Closing as we've made a lot of changes in build lately so I don't know if this is still an issue or not
@wojtekw @rialg let me know if it's still a problem in master
Hello, I am facing the same issue with tesseract 4.1.1 leptonica-1.76.0 I tried compiling with the below steps and @ghost's both haven't worked for me. Please let me know if any changes needs to be done while compiling.
mkdir build cd build cmake -DWITH_OCR=ON -DWITHOUT_RUST=ON ../src/ make
I am using Centos 8 for compiling. Below is the ccextractor --version output
CCExtractor detailed version info Version: 0.94 Git commit: 35e73c1c90ce3ca69394d3523836bb1cdec28f11 Compilation date: 2023-08-04 CEA-708 decoder: C File SHA256: 08b9e909cc730e591a4331eef6dd45584a20e4a92c8dbf3fc37bf570f48ce79e Libraries used by CCExtractor Tesseract Version: 4.1.1 Leptonica Version: leptonica-1.76.0 libGPAC Version: 1.0.1 zlib: 1.2.11 utf8proc Version: 2.4.0 protobuf-c Version: 1.3.1 libpng Version: 1.6.37 FreeType libhash nuklear libzvbi
ldd output for ccextractor
linux-vdso.so.1 (0x00007ffcf98db000) libm.so.6 => /lib64/libm.so.6 (0x00007fe365526000) libpthread.so.0 => /lib64/libpthread.so.0 (0x00007fe365306000) libdl.so.2 => /lib64/libdl.so.2 (0x00007fe365102000) libtesseract.so.4 => /lib64/libtesseract.so.4 (0x00007fe364b9b000) liblept.so.5 => /lib64/liblept.so.5 (0x00007fe36471a000) libc.so.6 => /lib64/libc.so.6 (0x00007fe364358000) /lib64/ld-linux-x86-64.so.2 (0x00007fe3658a8000) libstdc++.so.6 => /lib64/libstdc++.so.6 (0x00007fe363fc3000) libgcc_s.so.1 => /lib64/libgcc_s.so.1 (0x00007fe363dab000) libgomp.so.1 => /lib64/libgomp.so.1 (0x00007fe363b73000) libpng16.so.16 => /lib64/libpng16.so.16 (0x00007fe36393e000) libz.so.1 => /lib64/libz.so.1 (0x00007fe363727000) libjpeg.so.62 => /lib64/libjpeg.so.62 (0x00007fe3634be000) libgif.so.7 => /lib64/libgif.so.7 (0x00007fe3632b4000) libtiff.so.5 => /lib64/libtiff.so.5 (0x00007fe36303b000) libwebp.so.7 => /lib64/libwebp.so.7 (0x00007fe362dcd000) libjbig.so.2.1 => /lib64/libjbig.so.2.1 (0x00007fe362bc1000)
If I directly use the tesseract commands it was working image-to-text conversion.

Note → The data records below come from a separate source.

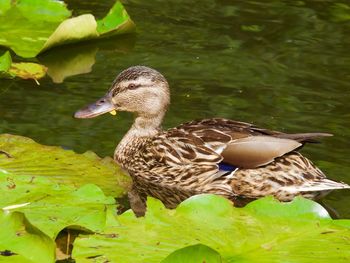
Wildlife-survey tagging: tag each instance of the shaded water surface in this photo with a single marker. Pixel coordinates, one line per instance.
(282, 65)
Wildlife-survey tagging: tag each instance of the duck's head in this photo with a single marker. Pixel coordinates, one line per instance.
(138, 89)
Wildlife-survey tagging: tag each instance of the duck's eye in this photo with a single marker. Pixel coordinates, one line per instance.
(132, 86)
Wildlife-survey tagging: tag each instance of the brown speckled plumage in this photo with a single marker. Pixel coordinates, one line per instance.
(175, 164)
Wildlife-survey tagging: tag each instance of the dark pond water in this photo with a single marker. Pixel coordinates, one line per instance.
(279, 64)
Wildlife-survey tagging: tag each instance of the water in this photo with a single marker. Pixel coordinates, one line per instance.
(281, 65)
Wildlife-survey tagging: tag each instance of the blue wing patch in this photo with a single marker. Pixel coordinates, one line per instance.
(226, 167)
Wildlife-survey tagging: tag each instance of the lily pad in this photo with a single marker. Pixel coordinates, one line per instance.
(194, 254)
(29, 158)
(21, 242)
(24, 70)
(295, 233)
(52, 207)
(42, 24)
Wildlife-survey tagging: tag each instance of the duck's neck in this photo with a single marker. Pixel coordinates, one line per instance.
(144, 127)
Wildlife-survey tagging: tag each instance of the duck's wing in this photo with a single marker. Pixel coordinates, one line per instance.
(245, 145)
(176, 147)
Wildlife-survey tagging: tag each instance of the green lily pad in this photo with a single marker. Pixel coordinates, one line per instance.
(29, 158)
(297, 232)
(42, 24)
(21, 242)
(24, 70)
(52, 207)
(194, 254)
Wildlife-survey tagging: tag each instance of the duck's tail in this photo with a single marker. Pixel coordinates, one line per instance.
(318, 186)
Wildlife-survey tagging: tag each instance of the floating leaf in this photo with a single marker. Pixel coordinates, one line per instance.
(293, 233)
(193, 254)
(21, 242)
(52, 207)
(24, 70)
(61, 166)
(42, 24)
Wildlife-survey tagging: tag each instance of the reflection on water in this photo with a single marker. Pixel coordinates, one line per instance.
(282, 65)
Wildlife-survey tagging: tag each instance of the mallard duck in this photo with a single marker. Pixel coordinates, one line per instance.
(219, 156)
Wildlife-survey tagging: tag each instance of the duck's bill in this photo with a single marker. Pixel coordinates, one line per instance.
(100, 107)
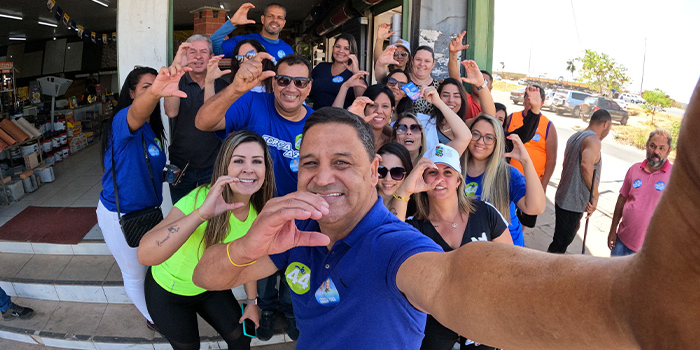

@kousthub97 try compile previous commit 0264e7da2be67182deb031228eb07e6ed4943c81 or v0.94 tag :) Both should work
@Neo2SHYAlien Thanks for help it worked with v0.94 tag
On a Linux system I have compiled version 0.82 of CCextractor with these lines:
cmake -DWITH_OCR=ON ../src/
make
sudo make install
but when I run this command
ccextractor -pn 7176 -codec dvbsub Pointless.ts
(program number taken from 'mediainfo')CCextractor amongst other outputs this:
Opening file: Pointless.ts
File seems to be a transport stream, enabling TS mode
Analyzing data in general mode
DVB subtitles detected, OCR subsystem not present. Use -out=spupng for graphic output
DVB subtitles detected, OCR subsystem not present. Use -out=spupng for graphic output
DVB subtitles detected, OCR subsystem not present. Use -out=spupng for graphic output
Creating Pointless.srt
The generated Pointless.srt is 3 bytes long and contains this hex string "bbef 00bf".
I have installed leptonica-devel and tesseract-ocr-devel.
Have I missed something during the compilation or/and am I using the wrong parameter in my call of CCextractor?